It's hard searching bay, diver testifies
                                                
Prosecutors try to show why body wasn't found
                                              
Wednesday, September 8, 2004
                                                        Diana Walsh and Stacy Finz,  Modesto Bee & others


Thick mud, strong currents, dark waters and a strong surge made it nearly impossible to locate Laci
Peterson's body or anchors on the floor of San Francisco Bay, an expert diver testified Tuesday.


Geoffrey Baehr, a member of the San Mateo County Sheriff’s Department Marine
and Cliff Rescue Unit who helped search the bay in the months after Peterson’s
disappearance, talked about waves and wind and his team’s inability to find her.


Searching the bay water was so difficult that even when divers had a known target,
they had trouble retrieving it, said  Baehr, who helped lead the search effort
off the Berkeley Marina and is the head diver for the Rescue Unit


He described his unit as composed of 25 members, primarily commercial or highly
experienced divers who respond to requests for searches, perform marine patrol,
homeland security patrol off bridges.  They also perform cliff rescues
off of the Pacific Coast, including diving in the San Francisco Bay.


Prosecutors in Scott Peterson's double-murder trial are trying to show why the body of the
eight-months-pregnant Laci Peterson went undetected in the bay despite months of
searching.

As an experienced diver who has been diving since 1968, he has had approximately
3,000 dives and 5,000 hours under water.  He was also an instructor for the National
Association of Underwater Instructors and the French Worldwide Diving Federation.
As both a sport and commercial diver, he has performed diving in all areas of the world.


His primary dives now are in zero visibility conditions, or "black water".

Baehr said he had participated in more than 15 diving expeditions between late December 2002, 
when Laci  was reported missing, and May 2003, a month after the body of the 27-year-old
missing Modesto woman
was discovered on the Richmond shoreline,using a sonar device

During one dive, Baehr said the crew accidentally dropped the underwater device used to detect items
to the bay floor after hitting an uncharted sandbar.
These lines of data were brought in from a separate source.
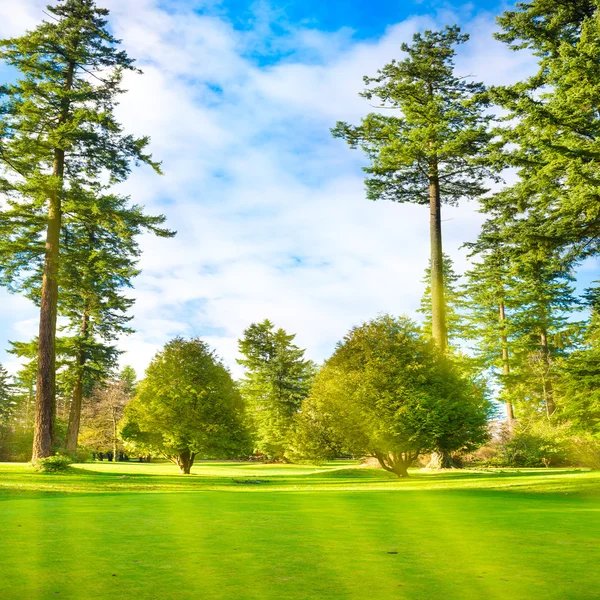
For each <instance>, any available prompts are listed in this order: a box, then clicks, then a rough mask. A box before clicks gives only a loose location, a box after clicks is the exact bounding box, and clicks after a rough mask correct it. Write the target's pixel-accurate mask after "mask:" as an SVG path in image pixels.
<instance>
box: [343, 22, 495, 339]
mask: <svg viewBox="0 0 600 600" xmlns="http://www.w3.org/2000/svg"><path fill="white" fill-rule="evenodd" d="M467 39H468V36H467V35H465V34H462V33H461V32H460V29H459V28H458V27H456V26H453V27H446V28H445V29H444V30H443V31H438V32H432V31H425V32H424V33H423V34H420V33H418V34H416V35H415V36H414V38H413V43H412V44H411V45H409V44H403V45H402V50H403V52H405V53H406V54H407V58H405V59H404V60H402V61H399V62H396V61H392V62H391V63H389V64H388V65H386V66H385V67H384V68H383V69H382V70H381V71H379V72H378V75H377V77H365V83H366V84H367V86H369V87H368V88H367V90H366V91H365V92H363V93H362V94H361V95H362V96H363V97H364V98H367V99H368V100H372V99H374V98H377V99H378V102H379V104H380V108H381V109H382V110H386V109H391V110H393V111H394V112H395V114H389V113H386V114H382V112H375V113H371V114H369V115H367V117H365V118H364V119H363V120H362V123H361V124H360V125H359V126H352V125H348V124H347V123H341V122H340V123H338V124H337V125H336V127H335V128H334V129H333V130H332V133H333V135H334V136H335V137H340V138H343V139H345V140H346V141H347V142H348V144H349V145H350V147H351V148H359V147H360V148H361V149H362V150H363V151H364V152H365V153H366V155H367V156H368V158H369V161H370V165H369V166H368V167H365V169H364V170H365V172H366V173H367V179H366V187H367V197H368V198H369V199H371V200H392V201H394V202H414V203H417V204H429V215H430V238H431V263H430V264H431V306H432V308H431V315H432V334H433V339H434V340H435V341H436V343H437V344H438V345H439V347H440V348H441V349H442V350H444V349H445V347H446V340H447V331H446V329H447V325H446V313H445V302H444V281H443V279H444V277H443V253H442V218H441V205H442V202H446V203H448V204H456V203H458V201H459V200H461V199H471V198H478V197H479V196H481V195H482V194H483V193H484V192H485V191H486V189H485V179H486V177H488V176H490V175H491V173H490V171H489V169H488V168H487V167H485V166H484V165H483V164H482V162H481V160H480V159H481V158H482V157H483V156H484V155H485V154H486V151H487V147H488V144H489V141H490V134H489V132H488V123H489V122H490V119H491V117H490V116H489V115H487V114H485V112H484V111H485V108H486V107H487V99H486V96H485V94H484V91H485V88H484V86H483V85H482V84H481V83H476V82H470V81H468V80H467V79H466V78H464V77H460V76H458V75H456V74H455V73H454V62H453V61H454V56H455V46H456V45H459V44H462V43H464V42H466V41H467Z"/></svg>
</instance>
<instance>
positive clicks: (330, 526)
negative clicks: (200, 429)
mask: <svg viewBox="0 0 600 600" xmlns="http://www.w3.org/2000/svg"><path fill="white" fill-rule="evenodd" d="M257 480H258V481H261V483H256V481H257ZM0 532H1V533H0V535H1V538H0V539H1V540H2V543H1V548H2V554H1V557H2V559H1V561H0V567H1V568H0V598H2V599H7V600H19V599H24V600H30V599H31V600H34V599H46V598H63V599H88V598H89V599H90V600H92V599H93V600H118V599H135V600H187V599H194V600H196V599H204V600H208V599H223V600H225V599H226V600H271V599H272V600H284V599H286V600H287V599H289V600H308V599H315V600H326V599H336V600H337V599H339V600H342V599H343V600H346V599H356V600H365V599H368V600H387V599H411V600H412V599H427V600H429V599H443V600H452V599H456V600H469V599H477V600H479V599H496V598H497V599H510V600H518V599H523V600H525V599H527V600H531V599H537V598H543V599H544V600H552V599H557V600H558V599H560V600H564V599H584V598H589V599H592V598H594V599H595V598H598V597H599V592H598V590H600V571H599V570H598V564H600V472H586V471H578V470H542V469H539V470H537V469H529V470H528V469H522V470H481V471H456V472H446V473H439V474H431V473H426V472H420V471H415V472H414V473H413V476H412V477H411V478H409V479H408V480H397V479H396V478H394V477H390V476H389V475H388V474H387V473H385V472H383V471H381V470H380V469H371V468H362V467H359V466H358V465H355V464H354V463H347V462H346V463H341V462H339V463H331V464H327V465H324V466H322V467H312V466H281V465H260V464H248V463H243V464H242V463H201V464H198V465H195V466H194V474H193V475H192V476H189V477H184V476H180V475H178V474H177V470H176V468H175V467H173V466H171V465H168V464H127V463H119V464H108V463H94V464H86V465H77V466H76V467H74V468H73V469H72V472H71V473H69V474H47V475H44V474H39V473H36V472H34V471H33V470H31V469H30V468H29V467H27V466H25V465H22V464H18V465H17V464H0Z"/></svg>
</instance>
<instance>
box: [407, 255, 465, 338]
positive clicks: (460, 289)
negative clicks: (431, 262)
mask: <svg viewBox="0 0 600 600" xmlns="http://www.w3.org/2000/svg"><path fill="white" fill-rule="evenodd" d="M442 267H443V275H444V303H445V311H446V345H449V346H454V345H455V344H456V342H457V341H458V340H459V339H460V338H461V337H462V336H463V330H464V325H463V315H462V314H461V312H460V307H461V303H462V292H461V288H460V285H459V281H460V275H458V274H457V273H456V271H455V270H454V265H453V264H452V259H451V258H450V257H449V256H448V255H447V254H444V255H443V260H442ZM423 283H424V284H425V292H424V293H423V296H422V297H421V305H420V306H419V308H418V309H417V312H419V313H421V314H422V315H424V316H425V319H424V323H423V327H424V333H425V335H431V331H432V320H431V266H429V267H427V269H425V277H424V278H423Z"/></svg>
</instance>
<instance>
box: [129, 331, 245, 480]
mask: <svg viewBox="0 0 600 600" xmlns="http://www.w3.org/2000/svg"><path fill="white" fill-rule="evenodd" d="M121 435H122V437H123V439H124V440H125V442H126V443H127V444H128V445H129V446H130V447H133V448H136V449H139V450H141V451H143V452H144V453H149V452H152V453H158V454H161V455H162V456H164V457H165V458H167V459H169V460H171V461H172V462H174V463H175V464H177V465H178V466H179V468H180V470H181V472H182V473H185V474H189V472H190V469H191V468H192V465H193V464H194V459H195V458H196V457H197V456H199V457H202V458H231V457H239V456H243V455H244V454H246V453H247V452H248V451H249V438H248V434H247V431H246V429H245V424H244V406H243V402H242V399H241V397H240V394H239V391H238V390H237V388H236V386H235V383H234V381H233V379H232V378H231V374H230V373H229V371H228V370H227V369H226V368H225V367H224V366H223V364H222V363H221V361H220V360H219V359H218V358H217V356H216V355H215V353H214V352H213V351H212V350H210V348H209V347H208V345H207V344H205V343H204V342H203V341H202V340H200V339H199V338H194V339H191V340H184V339H182V338H176V339H174V340H172V341H171V342H169V343H168V344H166V346H165V347H164V349H163V350H162V351H161V352H159V353H157V354H156V356H155V357H154V359H153V360H152V362H151V363H150V366H149V367H148V369H147V370H146V376H145V378H144V379H143V381H142V382H141V383H140V384H139V387H138V392H137V396H136V398H135V399H134V400H133V401H132V402H131V403H130V404H129V405H128V406H127V409H126V413H125V419H124V421H123V424H122V428H121Z"/></svg>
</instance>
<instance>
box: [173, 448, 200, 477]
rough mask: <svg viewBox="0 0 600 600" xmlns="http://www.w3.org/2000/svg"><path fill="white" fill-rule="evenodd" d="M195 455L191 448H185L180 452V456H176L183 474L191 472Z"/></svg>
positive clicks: (181, 470)
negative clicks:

Even though the crew members knew exactly
where the device landed, it took Baehr fourteen dives on four seperate occasions to retrieve it.


Baehr also described to the jury that often, because of tidal conditions,
some items may sink under the mud in the bottom of the Bay, or be covered by it.


"So if something is down in the mud, covered with mud, would it make
it difficult (to locate)?" Deputy District Attorney Rick Distaso asked.


"It makes it virtually impossible,'' Baehr responded. "And the wind and wave
action makes holding the search pattern difficult.  The wind in this area of
the Bay after  2:00 P.M. routinely creates waves which causes scalloped
(sonar) images. 
When this happens, the search is over for that day."

The purpose of Baehr's testimony is to counter defense attorney Mark Geragos' contention that
the sonar equipment used in the search is so accurate and powerful that it can find something
as small as a tin can. The defense maintains that the reason searchers didn't find Laci  is
because she wasn't there. He says someone other than Peterson killed the substitute
teacher and then planted her body in the bay long after she disappeared to frame his client.